# Topics

1. Linear regression with multiple predictors

## Multiple Linear Regression

Multiple Linear Regression
Multiple or multivariate linear regression is a case of linear regression with two or more independent variables.

If there are just two independent variables, the estimated regression function is 𝑓(𝑥₁, 𝑥₂) = 𝑏₀ + 𝑏₁𝑥₁ + 𝑏₂𝑥₂. It represents a regression plane in a three-dimensional space. The goal of regression is to determine the values of the weights 𝑏₀, 𝑏₁, and 𝑏₂ such that this plane is as close as possible to the actual responses and yield the minimal SSR.

The case of more than two independent variables is similar, but more general. The estimated regression function is 𝑓(𝑥₁, …, 𝑥ᵣ) = 𝑏₀ + 𝑏₁𝑥₁ + ⋯ +𝑏ᵣ𝑥ᵣ, and there are 𝑟 + 1 weights to be determined when the number of inputs is 𝑟.

https://realpython.com/linear-regression-in-python/#multiple-linear-regression

https://datatofish.com/multiple-linear-regression-python/

Required packages

In [None]:
import pandas as pd
from sklearn import linear_model
import statsmodels.api as sm
import seaborn as sns

We will use the birthweight dataset again

In [None]:
# import dataset
file = "./birthweight.csv"
df = pd.read_csv(file)
df.head()

### Refresher

Last time we examined the relationship between head circumfrence and birthweight

In [None]:
sns.scatterplot(x=df.Birthweight, y=df.Headcirc)

In [None]:
X = sm.add_constant(df.Birthweight)
Y = df.Headcirc
model = sm.OLS(Y, X)
results = model.fit()
print(results.summary())

### Now, let's add another predicting variable

What's the relationship between length and head circumfrence?

In [None]:
sns.scatterplot(x=df.Length, y=df.Headcirc)

Now we can combine our two 'predictor' variables

In [None]:
# group x variables
X = df[['Birthweight', 'Length']]

# y variable
Y = df['Headcirc']

In [None]:
# using statsmodels
X = sm.add_constant(X)
model = sm.OLS(Y, X).fit()
predictions = model.predict(X) 
print_model = model.summary()
print(print_model)

In [None]:
# with sklearn
regr = linear_model.LinearRegression()
regr.fit(X, Y)

print('Intercept: ', regr.intercept_)
print('Coefficients: ', regr.coef_)

So, which package should we use?

In general, scikit-learn is designed for machine-learning, while statsmodels is made for rigorous statistics.

https://medium.com/@hsrinivasan2/linear-regression-in-scikit-learn-vs-statsmodels-568b60792991

## 3. Bonferroni correction for multiple hypotheses

The Bonferroni correction is a multiple-comparison correction used when several dependent or independent statistical tests are being performed simultaneously (since while a given alpha value alpha may be appropriate for each individual comparison, it is not for the set of all comparisons).
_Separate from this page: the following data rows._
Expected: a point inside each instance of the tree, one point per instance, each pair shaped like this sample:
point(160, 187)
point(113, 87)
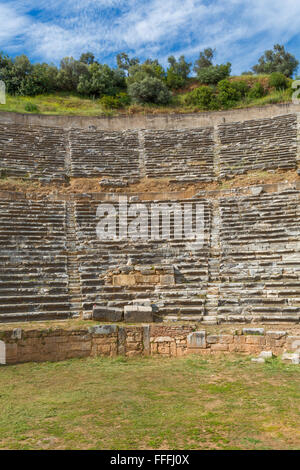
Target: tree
point(205, 59)
point(277, 60)
point(178, 72)
point(207, 73)
point(87, 58)
point(42, 79)
point(70, 72)
point(124, 62)
point(214, 74)
point(150, 68)
point(203, 97)
point(101, 79)
point(149, 90)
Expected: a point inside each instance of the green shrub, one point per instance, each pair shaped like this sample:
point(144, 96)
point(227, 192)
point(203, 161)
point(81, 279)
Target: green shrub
point(228, 93)
point(213, 74)
point(121, 100)
point(257, 91)
point(241, 87)
point(203, 97)
point(149, 90)
point(31, 108)
point(278, 81)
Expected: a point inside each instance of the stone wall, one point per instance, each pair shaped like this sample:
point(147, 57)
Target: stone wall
point(19, 346)
point(248, 268)
point(190, 155)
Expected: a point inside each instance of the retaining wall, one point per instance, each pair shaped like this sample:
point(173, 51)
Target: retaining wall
point(18, 346)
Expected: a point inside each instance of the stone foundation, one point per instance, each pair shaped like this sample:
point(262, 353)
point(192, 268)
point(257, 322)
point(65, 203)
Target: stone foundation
point(18, 346)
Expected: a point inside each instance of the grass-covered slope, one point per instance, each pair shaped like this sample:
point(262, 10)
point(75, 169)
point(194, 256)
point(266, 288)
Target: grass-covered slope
point(66, 104)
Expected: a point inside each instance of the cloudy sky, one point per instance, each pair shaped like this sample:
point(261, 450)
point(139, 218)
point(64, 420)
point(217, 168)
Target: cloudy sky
point(240, 30)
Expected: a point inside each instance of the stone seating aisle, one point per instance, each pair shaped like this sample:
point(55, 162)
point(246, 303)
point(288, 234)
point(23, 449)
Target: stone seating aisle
point(34, 152)
point(185, 155)
point(33, 261)
point(103, 153)
point(260, 144)
point(260, 257)
point(181, 295)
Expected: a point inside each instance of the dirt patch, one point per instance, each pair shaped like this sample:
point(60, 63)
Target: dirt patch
point(148, 185)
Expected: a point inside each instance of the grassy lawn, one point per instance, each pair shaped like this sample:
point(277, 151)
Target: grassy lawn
point(150, 403)
point(65, 104)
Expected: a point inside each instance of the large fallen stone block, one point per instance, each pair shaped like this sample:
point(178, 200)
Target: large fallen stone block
point(294, 358)
point(103, 330)
point(138, 314)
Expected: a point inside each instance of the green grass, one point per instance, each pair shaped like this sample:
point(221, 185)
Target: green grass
point(64, 104)
point(150, 403)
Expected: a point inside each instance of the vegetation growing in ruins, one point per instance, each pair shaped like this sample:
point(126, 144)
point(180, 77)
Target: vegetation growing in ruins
point(148, 403)
point(88, 87)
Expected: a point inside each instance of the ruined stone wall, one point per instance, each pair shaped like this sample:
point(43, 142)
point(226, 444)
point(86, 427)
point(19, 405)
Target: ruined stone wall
point(190, 155)
point(248, 268)
point(19, 346)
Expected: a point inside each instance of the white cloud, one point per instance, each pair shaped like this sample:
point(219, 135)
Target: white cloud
point(241, 31)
In order to avoid a lot of spurious positives, the alpha value needs to be lowered to account for the number of comparisons being performed.

In multiple hypothesis testing there are two kinds of errors that must be to considered:
1. Type I error: The rejection of a true null hypothesis (also known as a "false positive" finding or conclusion; example: "an innocent person is convicted")
2. Type II error (False negative): The non-rejection of a false null hypothesis (also known as a "false negative" finding or conclusion; example: "a guilty person is not convicted"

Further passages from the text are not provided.